“Well, why not?” she answered half seriously. “When I was a child I used to delight in fairy stories; in fact, I lived in an atmosphere of fairyland. I remember the time when the account of Sleeping Beauty or Cinderella made me positively thrill every time I heard it. Then when I outgrew that stage, I got into the habit of idealizing the most trivial incidents: of finding the romantic side to quite prosaic things.”
“On the ‘Sermons in stones; and good in everything’ principle, I suppose?”
“Yes. And now I’m told that it all came from dyspepsia or the liver. No wonder Major Denham is a bachelor. He could not hold such a pernicious theory had he ever loved.”
“You are married,” he said provokingly. “You speak from experience.”
“That doesn’t always follow,” she rejoined, with a sigh. “But of course you cannot know. You, too, are a bachelor.”
Herbert thought the conversation was drifting into an undesirable channel.
“How philosophic we are,” he remarked, leaning back in the carriage to stifle a yawn. “At two o’clock in the morning, too.”

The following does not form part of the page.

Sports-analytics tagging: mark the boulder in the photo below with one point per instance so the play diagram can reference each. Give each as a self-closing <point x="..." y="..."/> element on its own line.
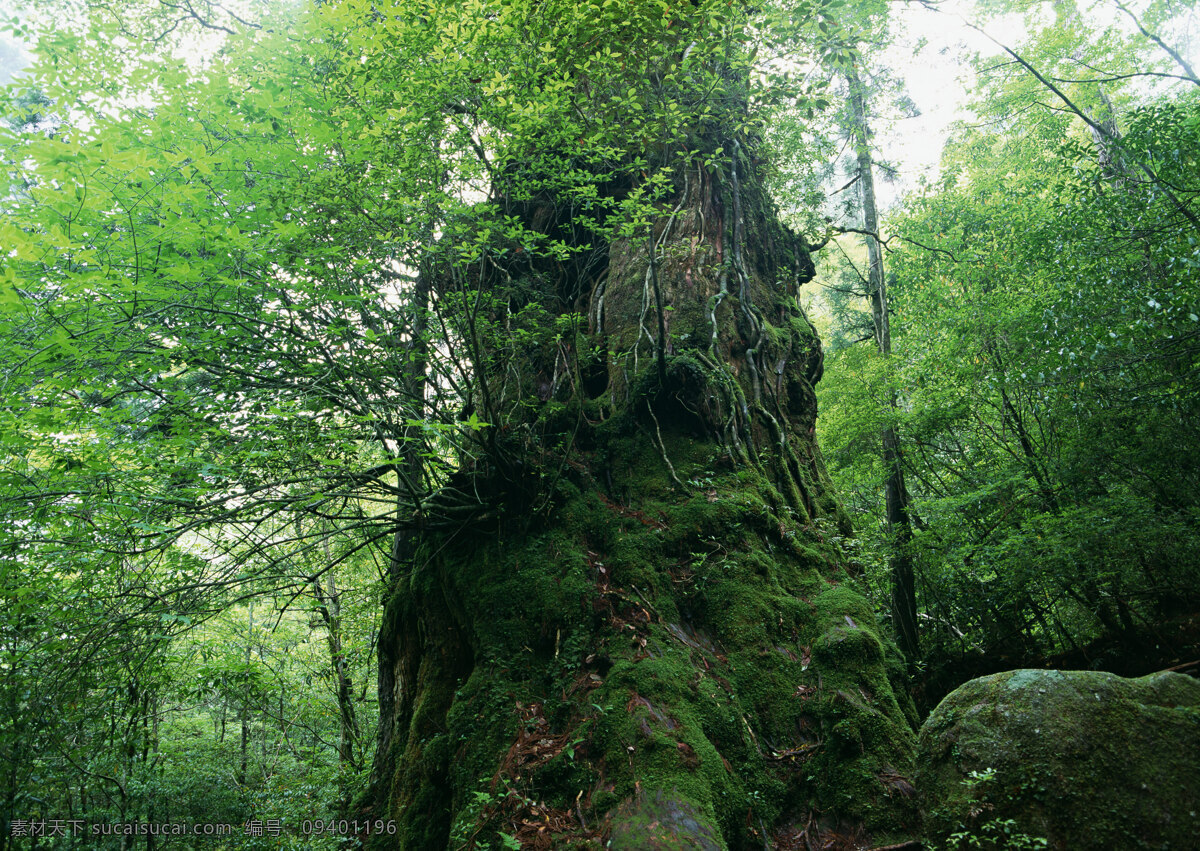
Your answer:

Repelled once again, Lady Marjorie relapsed into silence. Presently a dog-cart passed the carriage coming from the opposite direction. To Karne it had the appearance of his own, but having given orders to Roberts not to fetch him, he came to the conclusion that he was mistaken.
Suddenly his companion gave a slight involuntary shiver.
Karne drew her cloak further around her shoulders. “What is the matter?” he asked kindly. “Are you cold?”